The mission of the PGTP is to build a diverse workforce with a wide breadth of scientific knowledge and engineering skills that is capable of working effectively and inclusively with multiple teams of researchers to address the complex, transdisciplinary questions of the emerging new discipline of physical genomics and its application, chromatin engineering. The PGTP will focus on developing the ability to converge knowledge, techniques, and expertise from multiple fields and across multiple stakeholders, including those in the academic, industry, and public sectors.

Program Objectives

  1. Ensure that all PGTP students learn and apply a common physical genomics-focused research language,
    practice team learning, and help support an inclusive educational and research environment.
    Measurable outcome: a minimum of one first-authored peer reviewed physical genomics publication, participation in scientific meetings, the PGTP annual Symposium on Physical Genomics, and the PGTP knowledge transfer programs, and successful completion of PhD.

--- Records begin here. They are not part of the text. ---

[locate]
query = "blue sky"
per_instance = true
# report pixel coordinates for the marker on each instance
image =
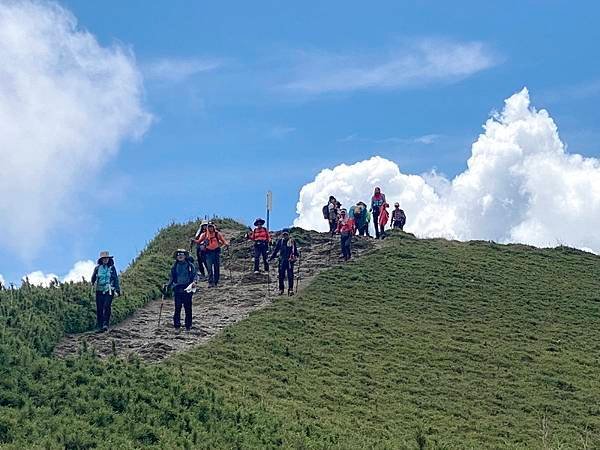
(230, 121)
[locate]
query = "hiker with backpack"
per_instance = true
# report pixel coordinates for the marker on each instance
(384, 216)
(213, 241)
(106, 282)
(398, 217)
(261, 237)
(359, 214)
(330, 213)
(201, 251)
(346, 228)
(182, 280)
(377, 202)
(288, 255)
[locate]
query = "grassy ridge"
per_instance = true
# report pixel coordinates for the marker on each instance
(429, 344)
(437, 343)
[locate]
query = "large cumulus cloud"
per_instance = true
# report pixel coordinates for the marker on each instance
(66, 104)
(520, 185)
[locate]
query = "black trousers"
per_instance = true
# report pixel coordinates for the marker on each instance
(286, 270)
(261, 249)
(376, 223)
(103, 308)
(202, 266)
(332, 226)
(346, 243)
(184, 299)
(213, 264)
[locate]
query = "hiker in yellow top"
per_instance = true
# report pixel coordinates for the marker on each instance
(212, 240)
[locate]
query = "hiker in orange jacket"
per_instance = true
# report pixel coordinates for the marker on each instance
(261, 237)
(212, 240)
(346, 229)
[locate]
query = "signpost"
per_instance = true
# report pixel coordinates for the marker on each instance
(269, 207)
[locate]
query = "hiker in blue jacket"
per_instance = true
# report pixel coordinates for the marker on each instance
(106, 282)
(288, 255)
(183, 278)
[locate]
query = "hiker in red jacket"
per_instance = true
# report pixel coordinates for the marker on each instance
(346, 229)
(384, 216)
(261, 237)
(377, 202)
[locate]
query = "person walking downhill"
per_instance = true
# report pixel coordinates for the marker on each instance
(213, 240)
(398, 217)
(201, 251)
(377, 202)
(261, 237)
(384, 216)
(346, 229)
(288, 255)
(331, 210)
(182, 280)
(106, 281)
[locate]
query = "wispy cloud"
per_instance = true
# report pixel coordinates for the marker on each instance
(577, 91)
(176, 70)
(411, 64)
(279, 132)
(426, 139)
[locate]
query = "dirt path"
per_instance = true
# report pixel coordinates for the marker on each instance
(214, 308)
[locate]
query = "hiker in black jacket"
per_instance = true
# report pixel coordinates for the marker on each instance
(183, 278)
(288, 255)
(398, 217)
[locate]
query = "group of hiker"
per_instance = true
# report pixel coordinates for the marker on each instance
(356, 219)
(186, 273)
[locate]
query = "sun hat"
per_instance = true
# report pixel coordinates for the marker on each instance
(181, 250)
(104, 254)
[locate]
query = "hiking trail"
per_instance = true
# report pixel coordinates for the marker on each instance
(214, 309)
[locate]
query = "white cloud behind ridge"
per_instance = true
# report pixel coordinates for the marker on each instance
(520, 185)
(66, 105)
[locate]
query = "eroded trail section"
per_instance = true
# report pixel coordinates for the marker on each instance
(239, 293)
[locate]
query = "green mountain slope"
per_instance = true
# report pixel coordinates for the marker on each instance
(423, 343)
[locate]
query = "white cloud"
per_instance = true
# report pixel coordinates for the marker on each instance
(66, 104)
(520, 185)
(179, 69)
(414, 64)
(81, 269)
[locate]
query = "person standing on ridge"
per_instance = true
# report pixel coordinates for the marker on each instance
(377, 202)
(261, 237)
(182, 280)
(213, 241)
(106, 281)
(288, 255)
(332, 214)
(346, 229)
(398, 217)
(384, 216)
(201, 251)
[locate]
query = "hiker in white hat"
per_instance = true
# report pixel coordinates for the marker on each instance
(106, 281)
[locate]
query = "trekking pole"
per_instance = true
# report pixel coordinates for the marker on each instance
(162, 303)
(229, 264)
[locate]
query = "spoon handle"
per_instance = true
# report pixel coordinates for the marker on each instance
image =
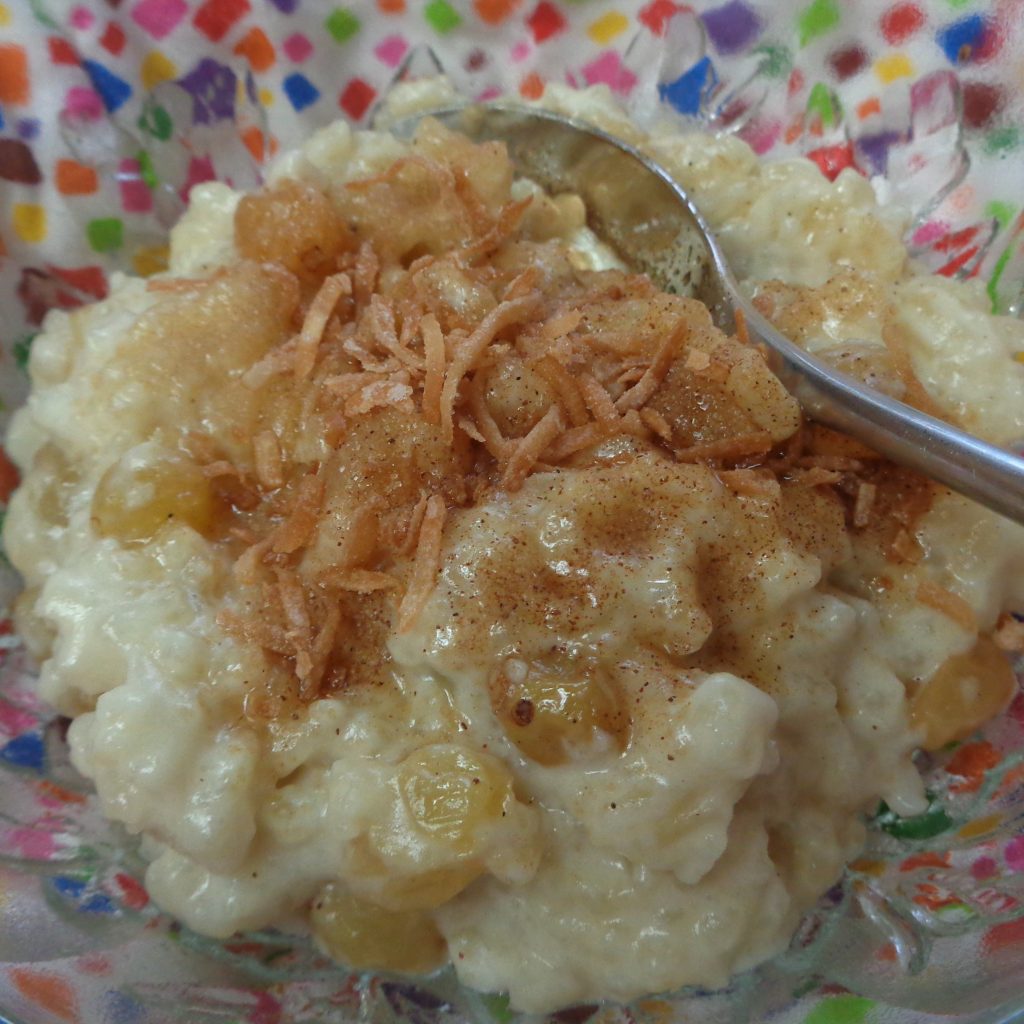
(989, 474)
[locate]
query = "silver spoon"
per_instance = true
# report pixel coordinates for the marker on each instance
(634, 205)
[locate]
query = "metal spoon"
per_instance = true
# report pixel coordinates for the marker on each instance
(634, 205)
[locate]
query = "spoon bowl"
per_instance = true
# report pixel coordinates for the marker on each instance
(635, 206)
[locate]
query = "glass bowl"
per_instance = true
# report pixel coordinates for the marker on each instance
(112, 113)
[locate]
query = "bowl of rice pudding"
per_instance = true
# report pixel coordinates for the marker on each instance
(419, 579)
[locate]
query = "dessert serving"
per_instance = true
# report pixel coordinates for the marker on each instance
(417, 574)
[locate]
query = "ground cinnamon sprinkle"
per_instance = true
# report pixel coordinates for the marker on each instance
(438, 356)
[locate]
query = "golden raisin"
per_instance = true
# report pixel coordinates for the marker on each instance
(294, 224)
(966, 691)
(554, 717)
(453, 794)
(139, 495)
(364, 936)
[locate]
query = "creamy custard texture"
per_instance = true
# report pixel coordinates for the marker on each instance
(416, 574)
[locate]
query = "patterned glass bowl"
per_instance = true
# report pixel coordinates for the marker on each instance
(125, 108)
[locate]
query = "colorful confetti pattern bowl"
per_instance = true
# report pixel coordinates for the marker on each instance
(112, 110)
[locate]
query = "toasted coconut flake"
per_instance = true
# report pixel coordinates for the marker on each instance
(470, 350)
(470, 199)
(382, 324)
(247, 567)
(365, 274)
(657, 423)
(315, 659)
(370, 365)
(378, 395)
(266, 456)
(469, 428)
(426, 563)
(742, 335)
(358, 581)
(408, 544)
(561, 325)
(815, 477)
(297, 530)
(751, 482)
(1009, 634)
(321, 310)
(654, 374)
(529, 449)
(597, 398)
(522, 284)
(728, 448)
(255, 631)
(576, 439)
(566, 388)
(293, 603)
(487, 430)
(508, 221)
(949, 604)
(278, 360)
(434, 359)
(632, 424)
(864, 504)
(345, 385)
(220, 468)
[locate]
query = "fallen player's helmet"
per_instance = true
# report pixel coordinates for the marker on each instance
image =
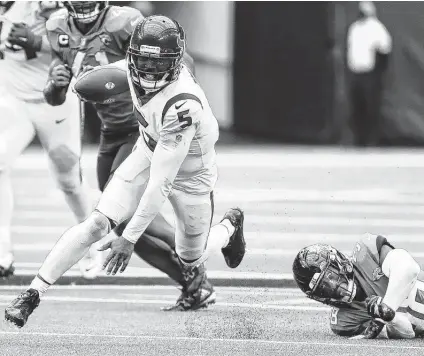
(155, 52)
(325, 274)
(85, 11)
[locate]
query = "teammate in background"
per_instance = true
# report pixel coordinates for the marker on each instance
(25, 54)
(174, 158)
(376, 292)
(86, 34)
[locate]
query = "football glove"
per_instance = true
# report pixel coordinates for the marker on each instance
(372, 330)
(61, 75)
(21, 35)
(377, 309)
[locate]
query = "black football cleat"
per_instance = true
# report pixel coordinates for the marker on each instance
(200, 299)
(22, 307)
(197, 291)
(236, 248)
(6, 272)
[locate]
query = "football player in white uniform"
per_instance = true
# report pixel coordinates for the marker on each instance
(173, 159)
(24, 112)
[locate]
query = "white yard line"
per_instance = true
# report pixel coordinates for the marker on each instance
(185, 339)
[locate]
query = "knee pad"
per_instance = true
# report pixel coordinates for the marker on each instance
(96, 227)
(66, 168)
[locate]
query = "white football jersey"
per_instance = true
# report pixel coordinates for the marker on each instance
(179, 105)
(22, 77)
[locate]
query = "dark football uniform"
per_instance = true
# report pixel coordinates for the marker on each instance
(105, 43)
(353, 319)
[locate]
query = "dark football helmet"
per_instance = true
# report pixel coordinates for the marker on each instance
(155, 52)
(325, 274)
(85, 11)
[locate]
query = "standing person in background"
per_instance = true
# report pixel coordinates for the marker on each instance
(368, 47)
(24, 113)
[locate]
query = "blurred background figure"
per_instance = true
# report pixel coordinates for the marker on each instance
(368, 46)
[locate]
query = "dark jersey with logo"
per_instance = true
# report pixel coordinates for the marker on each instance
(353, 319)
(104, 43)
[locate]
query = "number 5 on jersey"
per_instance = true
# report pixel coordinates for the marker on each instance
(183, 117)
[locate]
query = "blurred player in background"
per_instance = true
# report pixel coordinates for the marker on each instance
(24, 113)
(174, 158)
(378, 291)
(87, 34)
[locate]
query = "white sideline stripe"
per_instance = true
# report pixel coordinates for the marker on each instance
(249, 252)
(204, 339)
(159, 288)
(287, 212)
(263, 235)
(170, 301)
(280, 220)
(25, 208)
(31, 269)
(279, 157)
(380, 205)
(373, 195)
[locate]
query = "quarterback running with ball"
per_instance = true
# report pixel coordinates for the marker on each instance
(85, 35)
(173, 159)
(378, 291)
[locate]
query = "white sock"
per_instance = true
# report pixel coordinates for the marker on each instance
(40, 285)
(6, 211)
(219, 236)
(72, 246)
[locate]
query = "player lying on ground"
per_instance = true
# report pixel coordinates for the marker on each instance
(378, 291)
(174, 159)
(24, 65)
(84, 35)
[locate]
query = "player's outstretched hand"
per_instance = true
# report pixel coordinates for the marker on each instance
(119, 255)
(85, 69)
(61, 76)
(377, 309)
(20, 34)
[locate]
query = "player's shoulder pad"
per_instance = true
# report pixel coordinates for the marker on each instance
(120, 17)
(57, 20)
(182, 101)
(375, 242)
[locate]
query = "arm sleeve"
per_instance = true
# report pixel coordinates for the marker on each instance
(54, 96)
(170, 152)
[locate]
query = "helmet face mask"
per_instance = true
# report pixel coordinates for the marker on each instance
(85, 11)
(325, 274)
(155, 53)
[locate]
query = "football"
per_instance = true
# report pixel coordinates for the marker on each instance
(101, 84)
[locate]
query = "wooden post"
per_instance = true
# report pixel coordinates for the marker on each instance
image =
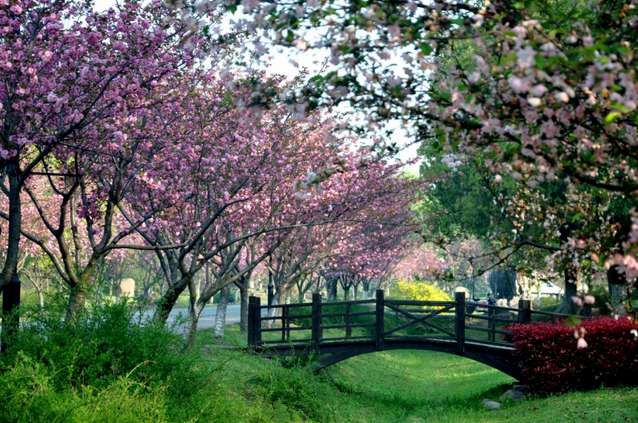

  2. Facilitate and promote participation among groups that have traditionally been underrepresented in STEM
    by nurturing a sense of belonging, supporting the development of a STEM identity, and encouraging selfcompetency in convergent physical genomics and chromatin engineering research.
    Measurable outcome: Participation in knowledge transfer program and recruitment activities designed to enhance diversity in STEM.
  3. Foster transferable, strategic skills and scientific competencies that can be applied across a broad range of science-intensive and science-related careers.
    Measurable outcome: Employment in biomedical, engineering, and or computational biology in academic, industrial, and non-traditional settings.
  4. Participate in a new physical genomics and chromatin engineering curriculum deployed across multiple PhD programs.
    Measurable outcome: Enrollment, grades, and evaluations in/of required PGTP courses.